Jani berteriak memanggil dokter. Dengan cepat dokter dan para suster masuk memberikan pertolongan. Namun sayang, ibu Jani harus menghembuskan nafas terakhirnya.

Di ruangan lain juga terjadi hal yang sama. Ken harus meratapi kepergian ayahnya akibat serangan jantung yang mendadak. Ken begitu terpukul dan menangis di depan pintu kamar yang bersebelahan dengan kamar ibu Jani. Mereka berdua tidak tahu jika mereka sama-sama berduka. Jani dengan tegar mengurus administrasi rumah sakit dan Ken juga melakukan hal yang sama, hanya beberapa detik setelah Jani selesai menemui petugas administrasi.

Mereka tidak saling bertemu walaupun di dalam rumah sakit yang sama dan kembali menuju kediaman mereka masing-masing.

Setelah pemakaman ibunya, Jani mengurung diri di kamar selama berhari-hari. Ken juga melakukan hal yang sama. Hingga suatu hari, tiba-tiba seseorang mengetuk pintu rumah Jani.

"Apa anda Nona Jani?" tanya seorang laki-laki memakai jas hitam.
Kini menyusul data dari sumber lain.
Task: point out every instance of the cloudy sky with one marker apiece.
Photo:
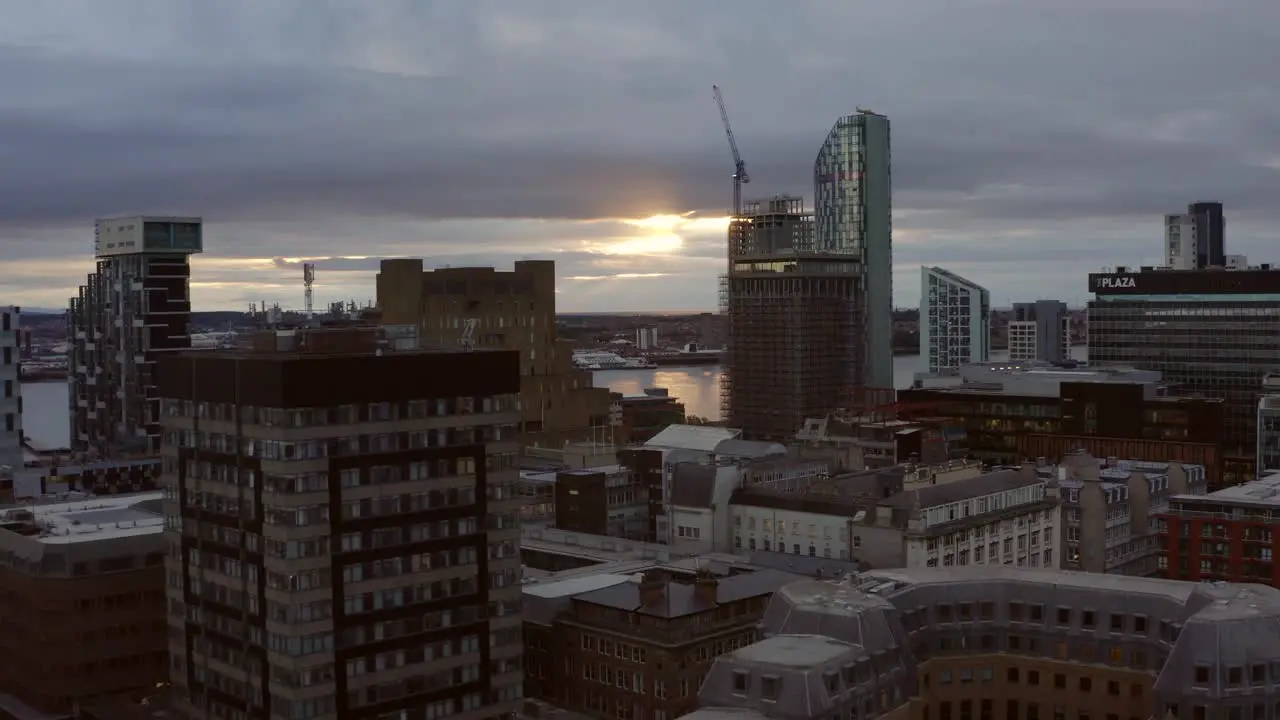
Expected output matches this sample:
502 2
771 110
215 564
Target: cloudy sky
1033 141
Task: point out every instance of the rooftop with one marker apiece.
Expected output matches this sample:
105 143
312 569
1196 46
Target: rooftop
681 598
90 519
792 651
703 438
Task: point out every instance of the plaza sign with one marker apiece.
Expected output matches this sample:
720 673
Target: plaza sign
1115 283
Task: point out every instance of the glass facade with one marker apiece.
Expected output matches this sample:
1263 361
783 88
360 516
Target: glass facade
1215 346
853 187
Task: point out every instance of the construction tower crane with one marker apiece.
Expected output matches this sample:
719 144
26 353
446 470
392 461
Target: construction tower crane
740 176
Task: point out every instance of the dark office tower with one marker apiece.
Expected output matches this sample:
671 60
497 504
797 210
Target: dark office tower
133 309
1197 238
1040 331
343 529
792 322
1210 333
853 205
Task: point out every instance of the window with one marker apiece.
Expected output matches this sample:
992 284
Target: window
1015 611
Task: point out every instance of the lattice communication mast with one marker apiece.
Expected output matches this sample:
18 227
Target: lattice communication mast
740 176
309 278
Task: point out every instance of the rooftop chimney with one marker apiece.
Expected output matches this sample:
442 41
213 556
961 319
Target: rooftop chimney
653 588
705 586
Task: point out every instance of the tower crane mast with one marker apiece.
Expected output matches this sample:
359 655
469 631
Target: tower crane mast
740 176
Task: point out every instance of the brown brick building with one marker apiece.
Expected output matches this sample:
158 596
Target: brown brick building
343 531
512 310
612 646
82 604
1230 534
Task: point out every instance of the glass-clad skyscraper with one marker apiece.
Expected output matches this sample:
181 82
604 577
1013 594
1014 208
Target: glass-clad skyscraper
853 191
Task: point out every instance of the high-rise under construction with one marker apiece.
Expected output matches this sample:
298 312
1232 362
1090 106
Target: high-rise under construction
808 297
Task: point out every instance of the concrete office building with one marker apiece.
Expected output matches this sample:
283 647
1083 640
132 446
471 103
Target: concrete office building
1001 404
1040 331
1004 643
82 614
1197 238
133 309
343 548
512 310
955 320
1111 510
10 388
1205 331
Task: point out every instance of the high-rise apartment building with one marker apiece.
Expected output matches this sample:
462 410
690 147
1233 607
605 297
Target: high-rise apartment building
1207 332
853 204
809 297
1040 331
1269 427
516 310
794 329
132 310
1197 238
10 388
343 528
955 320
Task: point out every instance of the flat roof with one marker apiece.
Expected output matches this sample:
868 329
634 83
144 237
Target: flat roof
96 518
576 586
794 651
1264 492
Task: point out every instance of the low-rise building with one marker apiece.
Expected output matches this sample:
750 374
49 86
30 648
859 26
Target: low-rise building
638 646
638 418
1000 518
1229 534
1004 643
82 606
1111 509
997 402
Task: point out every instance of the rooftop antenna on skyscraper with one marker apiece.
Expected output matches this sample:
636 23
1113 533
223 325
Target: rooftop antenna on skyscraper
740 176
309 277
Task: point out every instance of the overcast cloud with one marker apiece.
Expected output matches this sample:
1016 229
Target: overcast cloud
1033 141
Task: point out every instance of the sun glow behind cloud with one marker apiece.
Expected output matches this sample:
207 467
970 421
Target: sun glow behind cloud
658 235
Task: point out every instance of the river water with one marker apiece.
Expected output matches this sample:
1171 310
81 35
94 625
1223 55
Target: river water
45 408
698 387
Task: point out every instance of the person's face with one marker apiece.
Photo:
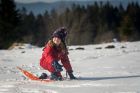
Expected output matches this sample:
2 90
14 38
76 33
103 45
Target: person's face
56 40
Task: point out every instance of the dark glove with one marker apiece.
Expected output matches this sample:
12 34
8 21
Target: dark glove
57 66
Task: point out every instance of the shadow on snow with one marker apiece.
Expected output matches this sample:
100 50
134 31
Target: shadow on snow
106 78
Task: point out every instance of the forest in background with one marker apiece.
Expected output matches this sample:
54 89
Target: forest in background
91 24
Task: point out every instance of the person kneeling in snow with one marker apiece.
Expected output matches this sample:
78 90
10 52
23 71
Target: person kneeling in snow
54 51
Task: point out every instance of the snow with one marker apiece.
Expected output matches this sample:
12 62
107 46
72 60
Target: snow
100 70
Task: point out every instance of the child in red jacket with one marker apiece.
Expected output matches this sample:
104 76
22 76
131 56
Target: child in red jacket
54 51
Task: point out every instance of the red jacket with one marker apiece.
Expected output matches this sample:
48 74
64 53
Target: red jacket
52 53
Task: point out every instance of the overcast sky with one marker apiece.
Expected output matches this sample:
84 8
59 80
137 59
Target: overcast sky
28 1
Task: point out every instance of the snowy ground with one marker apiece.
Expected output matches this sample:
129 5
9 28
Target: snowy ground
100 70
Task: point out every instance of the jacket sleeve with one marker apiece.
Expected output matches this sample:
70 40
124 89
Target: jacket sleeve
48 54
66 63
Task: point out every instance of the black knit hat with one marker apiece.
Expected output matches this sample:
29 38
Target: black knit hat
60 33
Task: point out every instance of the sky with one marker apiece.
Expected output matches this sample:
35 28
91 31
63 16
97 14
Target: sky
29 1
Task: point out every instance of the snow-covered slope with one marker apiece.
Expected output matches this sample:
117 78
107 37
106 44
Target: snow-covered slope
100 70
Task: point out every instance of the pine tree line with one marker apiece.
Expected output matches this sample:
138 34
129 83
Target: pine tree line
89 24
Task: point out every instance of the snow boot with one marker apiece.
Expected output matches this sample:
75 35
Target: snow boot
43 76
54 76
71 75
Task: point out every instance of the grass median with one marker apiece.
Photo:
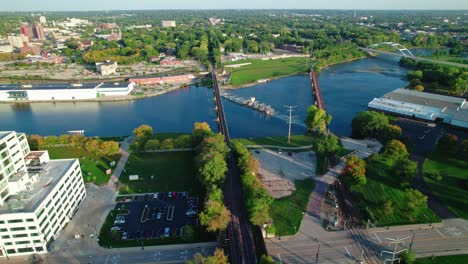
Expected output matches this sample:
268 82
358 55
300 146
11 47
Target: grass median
287 212
161 172
452 185
93 167
266 69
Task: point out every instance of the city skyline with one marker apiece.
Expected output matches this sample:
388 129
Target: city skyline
89 5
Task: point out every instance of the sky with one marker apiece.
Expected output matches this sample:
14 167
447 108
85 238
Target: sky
85 5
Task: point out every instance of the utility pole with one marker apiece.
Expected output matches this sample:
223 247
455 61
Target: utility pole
398 242
290 110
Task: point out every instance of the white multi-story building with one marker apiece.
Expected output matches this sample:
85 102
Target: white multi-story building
168 23
38 196
62 92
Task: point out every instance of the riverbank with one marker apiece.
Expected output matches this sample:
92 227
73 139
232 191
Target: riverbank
256 82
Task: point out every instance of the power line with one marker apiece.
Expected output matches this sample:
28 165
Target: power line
290 110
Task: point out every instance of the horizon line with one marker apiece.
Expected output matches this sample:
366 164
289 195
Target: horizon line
220 9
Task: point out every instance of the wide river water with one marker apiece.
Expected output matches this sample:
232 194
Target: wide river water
347 89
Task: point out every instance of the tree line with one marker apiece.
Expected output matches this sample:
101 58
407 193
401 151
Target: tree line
96 146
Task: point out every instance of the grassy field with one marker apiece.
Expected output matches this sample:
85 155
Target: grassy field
382 186
287 212
452 189
266 69
456 259
171 171
91 165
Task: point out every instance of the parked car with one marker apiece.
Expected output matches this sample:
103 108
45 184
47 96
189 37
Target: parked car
119 221
116 228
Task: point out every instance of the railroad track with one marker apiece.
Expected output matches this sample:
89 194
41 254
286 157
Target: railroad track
241 242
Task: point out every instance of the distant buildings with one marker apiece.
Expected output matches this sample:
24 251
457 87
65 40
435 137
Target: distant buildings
42 19
168 23
26 49
38 197
106 68
18 41
170 61
214 21
39 32
107 26
161 80
62 92
27 31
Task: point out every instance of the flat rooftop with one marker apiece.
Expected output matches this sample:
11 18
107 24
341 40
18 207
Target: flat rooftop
28 201
61 86
4 134
426 99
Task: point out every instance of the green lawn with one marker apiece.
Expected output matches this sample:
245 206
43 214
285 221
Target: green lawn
171 171
452 189
265 69
382 186
91 165
287 212
456 259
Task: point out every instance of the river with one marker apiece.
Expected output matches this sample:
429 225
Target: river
347 88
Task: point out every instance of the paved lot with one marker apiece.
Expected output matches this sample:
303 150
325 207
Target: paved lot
148 217
278 171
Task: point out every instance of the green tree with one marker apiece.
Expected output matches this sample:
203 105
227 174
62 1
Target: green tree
168 143
395 150
407 257
317 119
35 142
217 258
152 144
405 170
184 141
329 145
415 202
200 131
212 168
64 139
93 146
142 134
354 172
215 216
464 149
109 148
267 260
188 233
369 124
388 208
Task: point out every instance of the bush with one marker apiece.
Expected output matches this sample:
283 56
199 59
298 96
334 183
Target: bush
435 175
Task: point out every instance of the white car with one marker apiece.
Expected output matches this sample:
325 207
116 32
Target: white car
116 228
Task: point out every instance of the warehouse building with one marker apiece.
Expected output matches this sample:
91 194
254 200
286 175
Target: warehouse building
63 92
426 106
38 196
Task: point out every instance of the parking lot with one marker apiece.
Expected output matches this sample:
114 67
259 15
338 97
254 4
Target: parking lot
158 215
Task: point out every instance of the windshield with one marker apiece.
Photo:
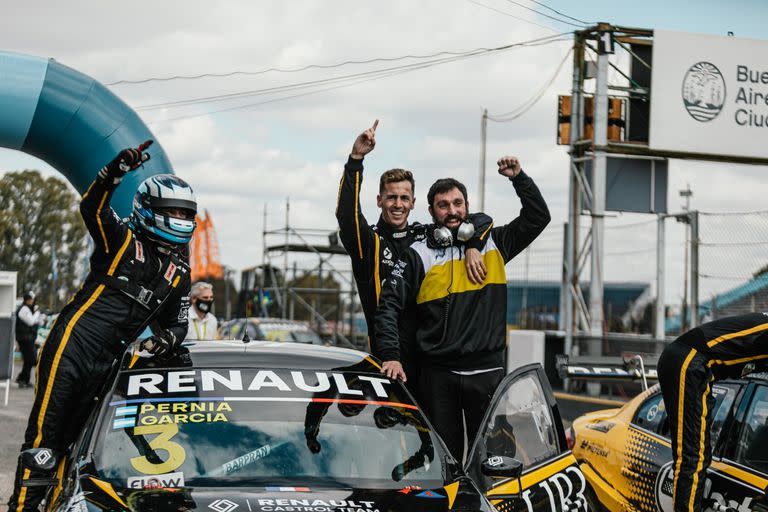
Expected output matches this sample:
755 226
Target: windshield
266 427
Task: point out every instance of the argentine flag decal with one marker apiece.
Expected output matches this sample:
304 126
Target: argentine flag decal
127 422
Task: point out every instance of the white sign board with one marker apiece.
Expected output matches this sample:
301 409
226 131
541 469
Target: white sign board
709 94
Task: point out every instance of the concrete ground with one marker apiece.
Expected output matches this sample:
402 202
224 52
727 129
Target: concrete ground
13 421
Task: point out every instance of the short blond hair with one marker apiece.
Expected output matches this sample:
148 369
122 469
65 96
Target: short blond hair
395 175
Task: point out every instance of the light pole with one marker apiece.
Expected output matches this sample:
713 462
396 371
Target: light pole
687 193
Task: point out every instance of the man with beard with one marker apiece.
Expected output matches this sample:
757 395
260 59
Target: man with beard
461 326
374 249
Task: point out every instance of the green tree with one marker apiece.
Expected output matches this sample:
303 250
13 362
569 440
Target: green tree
41 228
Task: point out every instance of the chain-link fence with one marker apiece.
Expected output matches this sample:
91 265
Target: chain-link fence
733 264
629 274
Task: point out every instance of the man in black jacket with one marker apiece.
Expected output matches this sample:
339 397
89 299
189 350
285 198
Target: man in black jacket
27 320
687 368
139 274
461 333
374 249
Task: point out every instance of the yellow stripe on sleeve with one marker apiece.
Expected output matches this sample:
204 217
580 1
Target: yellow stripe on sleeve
680 417
451 277
376 275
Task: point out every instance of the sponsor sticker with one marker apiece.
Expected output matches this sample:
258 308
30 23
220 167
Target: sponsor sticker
170 271
156 481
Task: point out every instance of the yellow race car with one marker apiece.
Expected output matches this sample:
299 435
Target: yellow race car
626 456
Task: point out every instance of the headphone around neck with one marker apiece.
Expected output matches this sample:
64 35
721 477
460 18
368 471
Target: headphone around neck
443 237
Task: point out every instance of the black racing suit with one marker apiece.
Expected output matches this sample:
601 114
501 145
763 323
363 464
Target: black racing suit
461 327
374 249
132 282
687 368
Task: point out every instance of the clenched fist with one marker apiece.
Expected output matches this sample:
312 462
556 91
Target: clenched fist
509 166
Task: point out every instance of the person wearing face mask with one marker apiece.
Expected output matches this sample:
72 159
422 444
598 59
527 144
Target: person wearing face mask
461 326
202 323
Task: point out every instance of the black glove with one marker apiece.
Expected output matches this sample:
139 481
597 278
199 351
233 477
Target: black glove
160 343
125 161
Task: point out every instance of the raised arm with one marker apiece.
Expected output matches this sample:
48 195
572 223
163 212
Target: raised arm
473 260
105 227
356 235
534 214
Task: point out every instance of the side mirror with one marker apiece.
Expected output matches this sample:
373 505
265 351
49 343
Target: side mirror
500 466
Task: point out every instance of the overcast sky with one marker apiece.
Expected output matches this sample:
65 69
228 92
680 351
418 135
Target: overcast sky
241 160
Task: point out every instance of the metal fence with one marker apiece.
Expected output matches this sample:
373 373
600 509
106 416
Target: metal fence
733 264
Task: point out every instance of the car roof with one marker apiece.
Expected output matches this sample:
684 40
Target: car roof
759 376
258 354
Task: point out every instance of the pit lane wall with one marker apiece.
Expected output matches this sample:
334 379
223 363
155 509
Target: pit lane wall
72 122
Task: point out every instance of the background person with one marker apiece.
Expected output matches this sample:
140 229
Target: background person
202 323
686 369
28 318
461 326
139 275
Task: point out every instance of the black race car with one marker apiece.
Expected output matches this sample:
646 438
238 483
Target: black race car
227 426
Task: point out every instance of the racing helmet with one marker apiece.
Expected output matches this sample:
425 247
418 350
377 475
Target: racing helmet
153 198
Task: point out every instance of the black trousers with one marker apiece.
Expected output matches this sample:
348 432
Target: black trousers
449 399
686 375
72 369
29 359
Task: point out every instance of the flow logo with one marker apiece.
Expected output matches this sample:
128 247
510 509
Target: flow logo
223 506
43 456
703 91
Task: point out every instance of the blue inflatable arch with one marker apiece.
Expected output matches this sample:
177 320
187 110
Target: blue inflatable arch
72 122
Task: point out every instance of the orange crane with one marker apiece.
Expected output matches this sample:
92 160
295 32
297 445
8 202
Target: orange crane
204 250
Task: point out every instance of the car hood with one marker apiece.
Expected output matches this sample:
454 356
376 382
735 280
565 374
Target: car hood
461 495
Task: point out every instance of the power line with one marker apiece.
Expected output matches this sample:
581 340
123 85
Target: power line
374 74
303 68
562 13
525 107
544 14
510 15
274 100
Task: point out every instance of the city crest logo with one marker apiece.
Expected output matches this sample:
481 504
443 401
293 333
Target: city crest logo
703 91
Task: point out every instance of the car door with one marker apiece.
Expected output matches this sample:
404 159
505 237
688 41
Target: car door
523 422
739 476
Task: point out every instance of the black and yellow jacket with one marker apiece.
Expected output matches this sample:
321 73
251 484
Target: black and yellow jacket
374 249
132 280
460 325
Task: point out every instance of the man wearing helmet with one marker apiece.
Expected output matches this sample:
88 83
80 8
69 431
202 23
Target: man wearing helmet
139 276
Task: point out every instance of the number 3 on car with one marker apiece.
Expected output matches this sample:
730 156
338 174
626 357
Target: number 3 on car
175 452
"Benar. Ada apa?" tanya Jani dengan wajah lusuhnya.

"Kami adalah wakil dari pengacara ibu Nona. Saat ini juga kami ingin menjemput anda untuk datang ke kantor kami dan membicarakan hak waris anda."

"Apa harus sekarang? Aku bahkan belum mandi," jawab Jani santai.

"Kami akan menunggu." Dua lelaki berjas hitam masuk ke dalam rumah dan duduk  di ruang tamu. Bi Inah segera menyiapkan minuman untuk kedua tamu. Sedangkan Jani masuk ke kamarnya untuk bersiap.

"Anda Bi Inah?" tanya salah satunya.

"Iya benar. Ada apa tuan?"

"Anda juga harus ikut kami. Jadi segera bersiap!"

"Ba-baik, tuan," Bi Inah menjawab dengan terbata tak mengerti, namun menurutinya.

Tak lama Jani dan Bi Inah telah siap untuk ikut menuju mobil pengacara. Mereka segera meninggalkan rumah Jani.  Hanya membutuhkan waktu satu jam untuk sampai ke sebuah kantor pengacara yang besar dan mewah. Mereka turun dari mobil dan menuju sebuah ruangan dengan pintu yang besar.

"Selamat datang, Nona Jani dan Bi Inah. Kami telah menunggu kalian berdua," ucap seorang pria yang duduk di kursi besar dan terlihat sebagai pimpinan di tempat itu.

"Kau, kenapa kau ada disini?" tanya Jani yang terkejut melihat Ken duduk di kursi sofa.

"Kau yang kenapa ada disini? Sungguh sial hari ini aku harus bertemu denganmu lagi,"  jawab Ken sinis

"Kau pikir aku juga suka melihatmu?" balas Jani.

Dia mengingat bagaimana menyebalkannya lelaki yang berada di depannya. Ken adalah musuh utamanya di sekolah.

Pernah suatu hari Jani harus terkena hukuman karena Ken mengguyur bajunya saat di sekolah. Jani dengan penuh emosi mengambil air dengan bak dan mengejarnya.

Ken sengaja masuk ke ruang kelas dan bersembunyi di balik pintu. Jani yang penuh amarah berlari masuk dan mengguyurkan air di dalam bak yang di pegangnya ke dalam kelas. Namun sayang, bukan Ken yang terkena, tapi guru mereka yang terkenal paling galak.

"Byur!"

"Jani, apa yang kau lakukan? Beraninya kau mengguyur Ibu. Ikut ke ruang guru sekarang!" Guru itu menarik telinga jani dan menyeretnya ke ruang guru.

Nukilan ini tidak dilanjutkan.